Personal information
- Full name: Eduardo Aníbal Anzarda Álvarez
- Date of birth: January 25, 1950 (age 75)
- Place of birth: Argentina
- Height: 1.87 m (6 ft 2 in)
- Position(s): Striker

Senior career*
- Years: Team / Apps / (Gls)
- 1968: River Plate
- 1969: Unión / 7 / (2)
- 1970–1971: River Plate
- 1971–1973: Real Madrid / 26 / (7)
- 1973–1980: Betis / 128 / (40)
- 1980–1983: Platense / 117 / (40)
- 1984: All Boys / 19 / (4)

= Eduardo Anzarda =

Argentine footballer (born 1950)

Eduardo Aníbal Anzarda Álvarez (born 25 January 1950) is an Argentine football manager and former footballer.

==Early life==

Anzarda grew up in Palermo, Argentina.

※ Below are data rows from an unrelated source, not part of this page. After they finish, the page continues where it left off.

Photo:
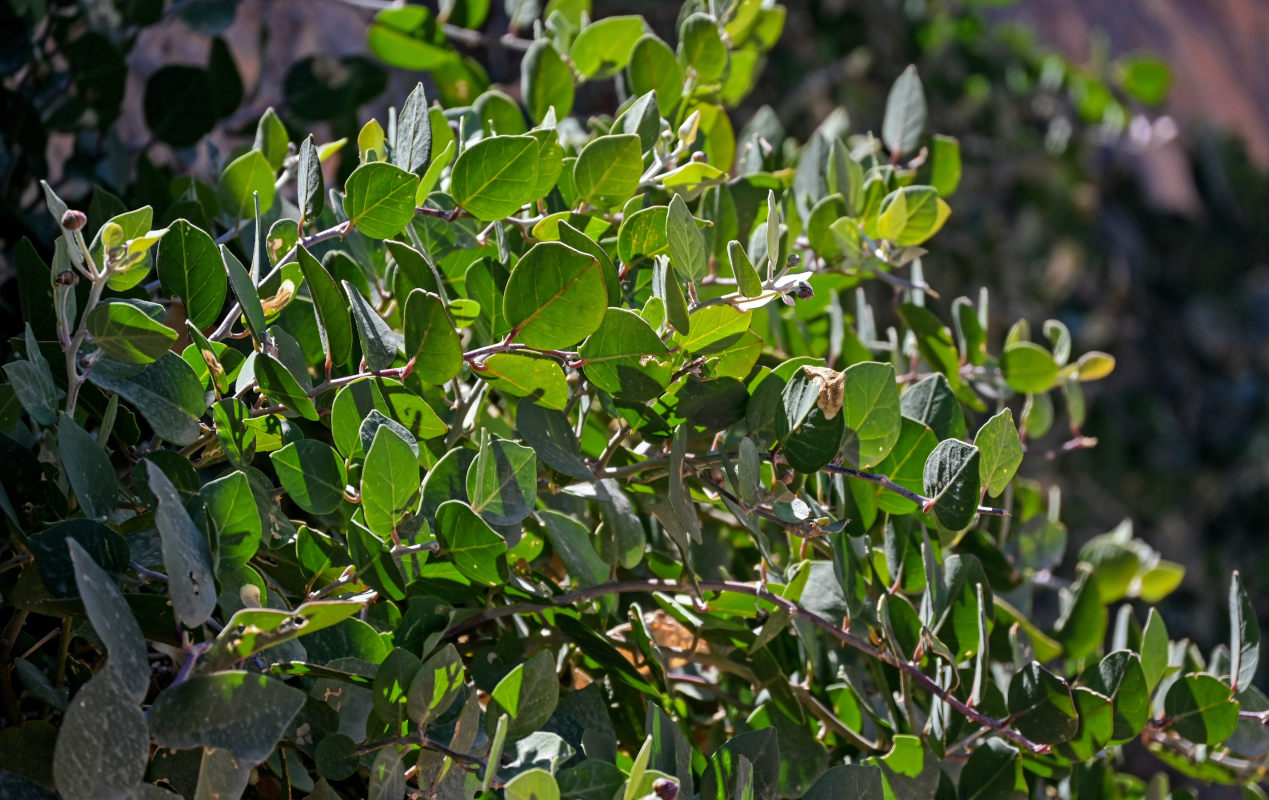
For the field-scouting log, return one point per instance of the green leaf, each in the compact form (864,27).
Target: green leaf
(1121,678)
(189,267)
(909,770)
(905,114)
(166,393)
(1154,649)
(1144,76)
(994,772)
(1244,635)
(499,113)
(555,296)
(911,215)
(476,550)
(184,553)
(748,280)
(528,695)
(1001,451)
(604,46)
(1202,709)
(312,475)
(1095,725)
(905,465)
(33,384)
(503,481)
(1042,705)
(654,67)
(244,288)
(608,169)
(946,164)
(378,198)
(236,711)
(532,785)
(541,380)
(666,287)
(871,410)
(496,175)
(243,179)
(546,81)
(430,339)
(932,403)
(413,146)
(626,357)
(435,686)
(1083,622)
(270,139)
(127,333)
(551,437)
(390,479)
(952,481)
(88,469)
(963,601)
(407,37)
(1028,367)
(687,244)
(232,512)
(642,234)
(574,544)
(282,387)
(578,240)
(103,746)
(815,442)
(113,621)
(848,782)
(310,183)
(380,343)
(254,630)
(701,47)
(329,309)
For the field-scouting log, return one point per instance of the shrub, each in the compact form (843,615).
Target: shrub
(569,460)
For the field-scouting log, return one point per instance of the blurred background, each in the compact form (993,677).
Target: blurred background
(1116,178)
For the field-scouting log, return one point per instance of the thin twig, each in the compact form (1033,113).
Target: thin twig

He has been nickamed "Chavo".

==Playing career==

Anzarda started his career with Argentine side River. In 1969, he signed for Argentine side Unión. In 1970, he signed for Argentine side River. In 1971, he signed for Spanish La Liga side Real Madrid. In 1973, he signed for Spanish La Liga side Betis. In 1980, he signed for Argentine side Platense. In 1984, he signed for Argentine side All Boys.

==Style of play==

Anzarda mainly operated as a striker. He was described as "represented cunning and elegance in front of the goal".

==Managerial career==

Anzarda managed Argentine side Huracán de Tres Arroyos. He helped the club achieve promotion.

==Personal life==

Anzarda is the son of Edmundo Anzarda. He has an older sister.